Treatment scientific advances including the evolutions in the practice environment shape the treatment of depression in recent times. The United States has seen the introduction of several new antidepressants including (fluoxetine (Prozac), nefazodone (Serzone), paroxitene (Paxil), venlafaxine (Effexor), fluvoxamine (Lu-vox), and citalopram (Celexa) sertraline (Zoloft), bupropion (Wellbutrin), mirtazapine (Remeron). The drugs are different in terms of structure and pharmacological nature as compared to tricyclic and monoamine oxidase inhibiting agents. These medications inhibit a benign side effect, a simple dosing strategy, better adherence to prescription and a much lower death risk in situations of overdose as compared to older medications.
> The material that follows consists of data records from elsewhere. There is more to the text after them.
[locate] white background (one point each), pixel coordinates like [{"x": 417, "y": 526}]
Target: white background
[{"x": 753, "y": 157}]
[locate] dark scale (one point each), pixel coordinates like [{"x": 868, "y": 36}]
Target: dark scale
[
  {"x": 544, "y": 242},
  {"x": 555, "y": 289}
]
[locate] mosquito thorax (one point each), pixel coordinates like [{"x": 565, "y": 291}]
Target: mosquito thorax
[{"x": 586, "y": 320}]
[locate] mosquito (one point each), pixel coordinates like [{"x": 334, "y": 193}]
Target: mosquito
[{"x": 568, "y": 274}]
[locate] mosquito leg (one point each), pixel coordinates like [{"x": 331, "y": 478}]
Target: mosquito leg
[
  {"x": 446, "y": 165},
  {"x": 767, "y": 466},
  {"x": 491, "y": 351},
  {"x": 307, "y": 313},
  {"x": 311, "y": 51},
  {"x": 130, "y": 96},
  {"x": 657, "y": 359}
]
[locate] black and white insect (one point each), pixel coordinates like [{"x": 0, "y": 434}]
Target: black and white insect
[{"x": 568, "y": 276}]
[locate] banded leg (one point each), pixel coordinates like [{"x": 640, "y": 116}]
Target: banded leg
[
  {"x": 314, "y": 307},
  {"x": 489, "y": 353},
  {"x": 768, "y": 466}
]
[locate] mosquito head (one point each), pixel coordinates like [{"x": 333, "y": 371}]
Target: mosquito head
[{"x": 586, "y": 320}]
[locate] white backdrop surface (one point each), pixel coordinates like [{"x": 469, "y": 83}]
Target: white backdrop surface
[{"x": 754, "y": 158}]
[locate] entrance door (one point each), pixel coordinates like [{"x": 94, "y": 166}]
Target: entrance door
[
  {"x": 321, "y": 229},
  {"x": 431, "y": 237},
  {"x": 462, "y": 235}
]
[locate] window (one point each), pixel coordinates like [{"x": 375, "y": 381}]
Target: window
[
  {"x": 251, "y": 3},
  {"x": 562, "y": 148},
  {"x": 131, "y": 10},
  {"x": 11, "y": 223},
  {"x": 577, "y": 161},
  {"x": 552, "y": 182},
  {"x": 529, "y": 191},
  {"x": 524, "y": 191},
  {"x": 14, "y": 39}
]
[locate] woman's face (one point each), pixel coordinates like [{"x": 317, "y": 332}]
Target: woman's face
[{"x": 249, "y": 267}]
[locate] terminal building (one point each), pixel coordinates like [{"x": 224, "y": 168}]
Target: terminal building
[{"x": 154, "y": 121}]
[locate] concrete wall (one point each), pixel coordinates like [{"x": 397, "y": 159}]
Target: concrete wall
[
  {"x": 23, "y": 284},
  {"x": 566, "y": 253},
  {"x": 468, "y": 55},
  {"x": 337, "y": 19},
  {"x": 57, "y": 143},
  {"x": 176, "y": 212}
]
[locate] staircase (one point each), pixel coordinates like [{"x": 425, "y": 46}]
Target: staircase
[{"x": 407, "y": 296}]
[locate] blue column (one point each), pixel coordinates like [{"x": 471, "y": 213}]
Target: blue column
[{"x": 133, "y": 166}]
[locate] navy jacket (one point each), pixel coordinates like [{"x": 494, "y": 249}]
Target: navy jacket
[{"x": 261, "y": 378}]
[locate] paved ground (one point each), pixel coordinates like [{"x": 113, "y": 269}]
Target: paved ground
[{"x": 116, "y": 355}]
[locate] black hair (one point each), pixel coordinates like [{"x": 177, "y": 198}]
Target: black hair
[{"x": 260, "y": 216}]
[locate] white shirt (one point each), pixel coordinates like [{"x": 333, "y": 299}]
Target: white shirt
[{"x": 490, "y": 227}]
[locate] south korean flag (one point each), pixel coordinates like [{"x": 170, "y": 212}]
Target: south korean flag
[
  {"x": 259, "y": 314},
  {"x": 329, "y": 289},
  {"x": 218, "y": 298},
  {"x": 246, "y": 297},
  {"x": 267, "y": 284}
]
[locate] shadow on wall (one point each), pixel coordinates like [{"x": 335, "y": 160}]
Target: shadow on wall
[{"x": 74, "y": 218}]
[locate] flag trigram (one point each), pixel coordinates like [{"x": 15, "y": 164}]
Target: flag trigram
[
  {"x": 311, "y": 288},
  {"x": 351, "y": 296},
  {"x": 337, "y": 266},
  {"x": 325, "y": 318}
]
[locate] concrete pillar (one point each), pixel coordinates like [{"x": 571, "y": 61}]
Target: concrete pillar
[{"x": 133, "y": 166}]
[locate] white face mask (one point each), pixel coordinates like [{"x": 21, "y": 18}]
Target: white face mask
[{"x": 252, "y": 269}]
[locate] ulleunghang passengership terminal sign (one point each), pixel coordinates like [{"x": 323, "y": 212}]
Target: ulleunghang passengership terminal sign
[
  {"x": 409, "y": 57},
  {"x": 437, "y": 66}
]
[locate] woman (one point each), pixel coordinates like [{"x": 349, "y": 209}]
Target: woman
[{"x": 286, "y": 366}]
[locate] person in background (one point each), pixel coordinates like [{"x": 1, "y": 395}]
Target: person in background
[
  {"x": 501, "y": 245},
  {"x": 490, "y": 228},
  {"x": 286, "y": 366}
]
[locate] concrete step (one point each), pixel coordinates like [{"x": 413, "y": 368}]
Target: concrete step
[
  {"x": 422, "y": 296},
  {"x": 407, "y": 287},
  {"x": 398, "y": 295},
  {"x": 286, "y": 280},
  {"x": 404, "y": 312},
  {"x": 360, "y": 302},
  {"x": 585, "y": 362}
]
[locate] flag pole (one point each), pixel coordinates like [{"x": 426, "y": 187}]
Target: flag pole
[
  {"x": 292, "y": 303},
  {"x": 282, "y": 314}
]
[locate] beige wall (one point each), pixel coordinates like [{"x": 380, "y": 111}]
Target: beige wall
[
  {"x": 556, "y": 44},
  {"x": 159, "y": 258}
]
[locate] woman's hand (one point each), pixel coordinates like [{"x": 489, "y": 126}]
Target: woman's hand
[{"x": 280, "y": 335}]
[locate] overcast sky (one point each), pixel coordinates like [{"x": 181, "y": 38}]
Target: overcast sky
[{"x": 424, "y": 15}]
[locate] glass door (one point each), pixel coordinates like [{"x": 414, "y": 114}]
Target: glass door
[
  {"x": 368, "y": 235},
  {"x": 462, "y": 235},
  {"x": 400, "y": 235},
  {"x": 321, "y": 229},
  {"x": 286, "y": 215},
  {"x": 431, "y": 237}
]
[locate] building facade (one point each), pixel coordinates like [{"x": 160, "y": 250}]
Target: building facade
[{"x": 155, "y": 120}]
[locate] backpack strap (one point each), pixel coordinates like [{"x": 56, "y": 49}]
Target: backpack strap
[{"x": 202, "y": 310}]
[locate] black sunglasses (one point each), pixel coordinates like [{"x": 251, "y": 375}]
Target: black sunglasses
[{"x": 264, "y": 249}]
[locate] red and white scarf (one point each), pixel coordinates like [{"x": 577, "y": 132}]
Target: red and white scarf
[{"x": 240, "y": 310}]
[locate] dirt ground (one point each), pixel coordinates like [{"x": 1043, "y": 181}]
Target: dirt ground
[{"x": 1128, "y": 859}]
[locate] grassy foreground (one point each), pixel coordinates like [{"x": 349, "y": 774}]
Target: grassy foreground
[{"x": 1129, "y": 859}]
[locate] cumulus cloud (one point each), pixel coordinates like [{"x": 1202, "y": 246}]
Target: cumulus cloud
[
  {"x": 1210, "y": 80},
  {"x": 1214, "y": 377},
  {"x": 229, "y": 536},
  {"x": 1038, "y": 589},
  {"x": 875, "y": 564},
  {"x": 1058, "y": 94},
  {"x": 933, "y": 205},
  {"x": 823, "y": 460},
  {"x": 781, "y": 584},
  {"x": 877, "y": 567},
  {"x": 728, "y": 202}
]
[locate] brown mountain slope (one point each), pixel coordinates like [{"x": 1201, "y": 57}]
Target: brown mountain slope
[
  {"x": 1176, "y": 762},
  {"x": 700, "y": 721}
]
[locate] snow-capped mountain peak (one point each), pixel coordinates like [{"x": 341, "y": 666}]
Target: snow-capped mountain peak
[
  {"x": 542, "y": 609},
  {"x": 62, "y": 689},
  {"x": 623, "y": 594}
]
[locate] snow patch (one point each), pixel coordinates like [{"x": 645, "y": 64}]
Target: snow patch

Given the advantages, these medications have been widely applied in the field. These new drugs have been noted to exhibit a delay in the full therapeutic recourse. It normally takes several weeks for them to show their effect. When looked at against the background of older drugs, they manifest a shadowy relation between drug levels in serum and the response to the treatment. Some of them hold potential risk of presenting drug interaction (Masand, Chengappa, & Edwards, 1998). There have been several attempts in the testing of the available psychotherapies and their effectiveness. Behavioral, cognitive and interpersonal psychotherapy that are structured and limited in terms of time have been demonstrated to be equal in the levels of efficacy to anti-depressant medications for moderate and mild psychotic and non-bipolar major depression; this is the type that has been commonly seen in most medical environments. These medications are generally a welcome alternative to the patients that are averse or intolerant to antidepressants. They are also attractive to the patients that prefer to use psychotherapy, pregnant women and nursing mothers. It is not clear whether the effect of combining psychotherapy and pharmacotherapy is more successful than when the options are applied independently. The role of other psychotherapeutic options is also largely unknown (Goldman, Nielsen, & Champion, 1999).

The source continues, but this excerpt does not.